Ruplal Bishvakarma (रूपलाल विश्वकर्मा) was a Nepalese communist politician, peasant leader and Dalit activist. Ruplal hailed from a middle peasant family in the Chitwan district. Something of an oddity amongst Nepalese communist leaders.

Ruplal led the Kisan Samiti (Peasants Association), which fought against feudal landlords and agitated small farmers to seize crops from the landlords. Ruplal is credited with having introduced Pushpa Kamal Dahal (a.k.a. Prachanda) to militant politics in the 1970s.

In 1976 Ruplal's group took part in the formation of the Nepal Workers Peasants Organisation. When the NWPO split in 1983, Ruplal joined the NWPO faction led by Hareram Sharma. Soon, however he broke away from that organisation. Together with Proletarian Communist League he founded the Proletarian Workers Organisation, of which he became the leader.
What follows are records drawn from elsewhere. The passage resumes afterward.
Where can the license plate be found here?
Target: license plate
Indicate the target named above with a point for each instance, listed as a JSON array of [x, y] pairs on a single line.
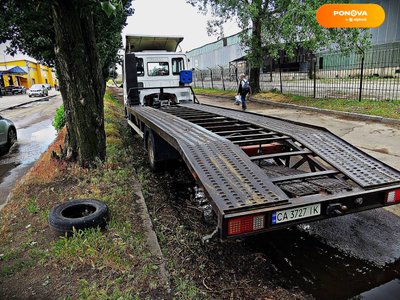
[[297, 213]]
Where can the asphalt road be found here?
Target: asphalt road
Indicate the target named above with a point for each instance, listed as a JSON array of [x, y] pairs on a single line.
[[378, 230], [352, 255], [9, 101], [35, 133]]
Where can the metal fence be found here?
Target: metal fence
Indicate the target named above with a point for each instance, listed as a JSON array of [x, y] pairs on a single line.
[[375, 75]]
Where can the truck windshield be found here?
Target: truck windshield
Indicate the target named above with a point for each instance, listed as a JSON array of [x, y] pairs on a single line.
[[177, 65], [158, 68]]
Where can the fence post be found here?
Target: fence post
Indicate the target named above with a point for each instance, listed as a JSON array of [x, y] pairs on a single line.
[[212, 83], [236, 76], [280, 76], [270, 69], [315, 77], [222, 77], [362, 74]]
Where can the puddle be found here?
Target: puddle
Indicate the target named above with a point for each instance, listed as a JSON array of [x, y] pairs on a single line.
[[32, 142], [323, 271]]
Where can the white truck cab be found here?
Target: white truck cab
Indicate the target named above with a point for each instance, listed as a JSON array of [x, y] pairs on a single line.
[[152, 71]]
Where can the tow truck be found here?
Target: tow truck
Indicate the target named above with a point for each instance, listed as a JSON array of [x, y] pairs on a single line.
[[259, 173]]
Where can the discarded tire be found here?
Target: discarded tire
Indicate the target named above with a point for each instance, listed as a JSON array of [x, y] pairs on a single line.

During the 1990 popular uprising Ruplal's group took part in the far-left United National People's Movement. After the democratic opening, his faction merged with some of the other participants of the UNPM in forming the Communist Party of Nepal (Unity Centre).

When the CPN(UC) was ravaged by internal strife in 1994, Bishvakarma stood on the side of Nirmal Lama. Lama and Bishvakarma argued that the time was not ripe for the party to embark on an armed uprising. He was opposed by his former adept, Prachandra, who became the leading figure in the pro-armed struggle camp. The party was divided in two, with the radical wing led by Prachandra starting to mobilise for 'People's War'.

Ruplal later broke with CPN(UC), and formed his own Nepal Dalit Shramik Morcha, which took part in the 1999 election campaigning for rights for lower caste people.